Czy detektyw Krzysztof Rutkowski kłamał w swoich zeznaniach przed sejmową komisją śledczą ds. Olewnika. Takie zawiadomienie złożył do prokuratury Jerzy Dziewulski, o którym Rutkowski mówił, że pozostają w konflikcie. Prokuratura podjęła dochodzenie.
- Potwierdzam, prowadzimy śledztwo w sprawie fałszywych zeznań. Zawiadomienie złożył Jerzy Dziewulski, który kwestionuje to, co pan Rutkowski zeznawał przed komisją śledczą - powiedział w piątek szef Prokuratury Rejonowej Warszawa-Śródmieście Robert Myśliński.
Prokuratura wystąpiła już do sejmowej komisji śledczej o protokół zeznań Rutkowskiego, a komisja zdecydowała, że przekaże te akta.
Dziewulski się broni
Zeznając przed komisją śledczą, Rutkowski mówił, że ma wielu wrogów w różnych środowiskach i niektórzy z nich krążyli wokół rodziny Olewników.

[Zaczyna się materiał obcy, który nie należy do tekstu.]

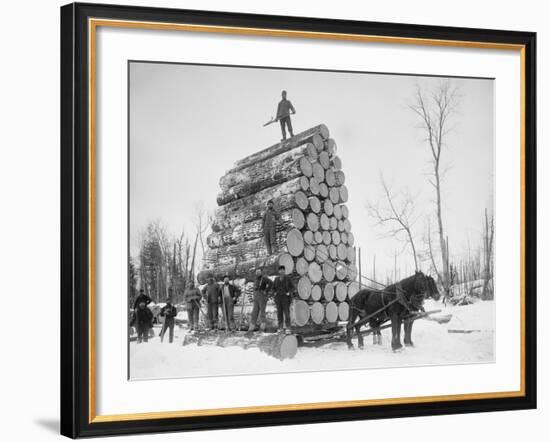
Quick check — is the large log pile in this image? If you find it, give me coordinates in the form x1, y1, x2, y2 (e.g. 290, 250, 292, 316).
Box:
198, 124, 359, 328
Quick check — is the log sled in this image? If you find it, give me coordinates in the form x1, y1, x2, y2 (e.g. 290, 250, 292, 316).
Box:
196, 124, 359, 358
182, 331, 298, 361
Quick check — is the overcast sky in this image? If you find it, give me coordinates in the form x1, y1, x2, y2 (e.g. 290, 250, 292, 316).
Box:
129, 62, 494, 279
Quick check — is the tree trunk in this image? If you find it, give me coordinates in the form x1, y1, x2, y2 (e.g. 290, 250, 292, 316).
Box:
203, 229, 304, 269
220, 143, 318, 192
212, 177, 303, 232
217, 152, 318, 206
197, 253, 293, 284
228, 124, 329, 173
206, 208, 305, 249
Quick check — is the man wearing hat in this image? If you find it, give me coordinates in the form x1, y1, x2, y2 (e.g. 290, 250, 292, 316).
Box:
130, 300, 153, 344
222, 275, 240, 330
273, 266, 294, 333
277, 91, 296, 141
262, 200, 279, 255
183, 281, 201, 330
202, 276, 221, 329
160, 297, 178, 344
134, 287, 153, 311
248, 269, 272, 332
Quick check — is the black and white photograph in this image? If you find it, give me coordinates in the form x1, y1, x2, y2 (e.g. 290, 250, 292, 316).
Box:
128, 60, 498, 380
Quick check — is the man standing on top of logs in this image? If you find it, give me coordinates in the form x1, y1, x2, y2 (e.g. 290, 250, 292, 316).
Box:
202, 276, 221, 329
222, 275, 240, 330
248, 269, 272, 332
262, 200, 279, 255
183, 281, 201, 330
273, 266, 294, 334
277, 91, 296, 141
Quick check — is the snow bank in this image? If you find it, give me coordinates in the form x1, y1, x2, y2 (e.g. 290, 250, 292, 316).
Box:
130, 301, 495, 379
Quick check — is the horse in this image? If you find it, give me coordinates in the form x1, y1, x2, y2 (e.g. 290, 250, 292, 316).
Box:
346, 271, 440, 351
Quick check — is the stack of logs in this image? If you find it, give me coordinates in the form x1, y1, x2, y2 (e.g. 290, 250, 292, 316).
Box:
198, 124, 359, 327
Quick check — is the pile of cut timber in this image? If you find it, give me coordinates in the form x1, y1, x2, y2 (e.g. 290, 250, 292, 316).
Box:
198, 124, 359, 327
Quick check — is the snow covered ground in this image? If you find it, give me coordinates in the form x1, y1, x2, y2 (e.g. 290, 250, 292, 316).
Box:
130, 300, 495, 379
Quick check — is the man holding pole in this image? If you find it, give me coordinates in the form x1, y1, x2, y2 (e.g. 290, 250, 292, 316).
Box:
202, 276, 221, 329
183, 281, 201, 331
273, 266, 294, 333
222, 275, 240, 331
277, 91, 296, 141
248, 269, 272, 332
160, 296, 178, 344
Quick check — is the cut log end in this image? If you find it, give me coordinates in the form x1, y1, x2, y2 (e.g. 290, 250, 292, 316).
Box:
286, 229, 304, 256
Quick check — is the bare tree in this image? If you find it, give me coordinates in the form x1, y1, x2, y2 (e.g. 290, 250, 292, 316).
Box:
367, 175, 419, 270
409, 80, 459, 296
481, 209, 495, 299
194, 201, 212, 255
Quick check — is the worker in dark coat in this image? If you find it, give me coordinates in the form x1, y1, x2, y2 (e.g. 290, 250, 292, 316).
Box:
273, 266, 294, 333
183, 281, 202, 330
277, 91, 296, 141
134, 288, 153, 310
159, 298, 178, 344
202, 276, 221, 329
262, 200, 279, 255
248, 269, 272, 332
130, 300, 153, 344
221, 275, 241, 330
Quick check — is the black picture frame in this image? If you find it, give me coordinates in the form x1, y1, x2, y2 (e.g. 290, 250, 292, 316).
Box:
60, 3, 537, 438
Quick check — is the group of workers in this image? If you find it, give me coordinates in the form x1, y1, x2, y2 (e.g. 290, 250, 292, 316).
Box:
130, 266, 294, 343
130, 91, 296, 343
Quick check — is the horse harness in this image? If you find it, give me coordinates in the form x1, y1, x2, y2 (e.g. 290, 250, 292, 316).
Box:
351, 283, 418, 320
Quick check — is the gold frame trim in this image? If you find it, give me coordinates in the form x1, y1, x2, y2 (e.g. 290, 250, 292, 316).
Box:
88, 18, 526, 423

W tym kontekście wymienił nazwisko Dziewulskiego - byłego milicyjnego antyterrorysty, potem posła SLD.
Według Rutkowskiego, jest z nim w konflikcie, bo biuro detektywa zatrzymało samochód zarejestrowany na matkę byłego posła, który miał się okazać kradziony. - Pan Dziewulski w piśmie do prokuratury oświadczył, że to nieprawda - poinformował prokurator Myśliński.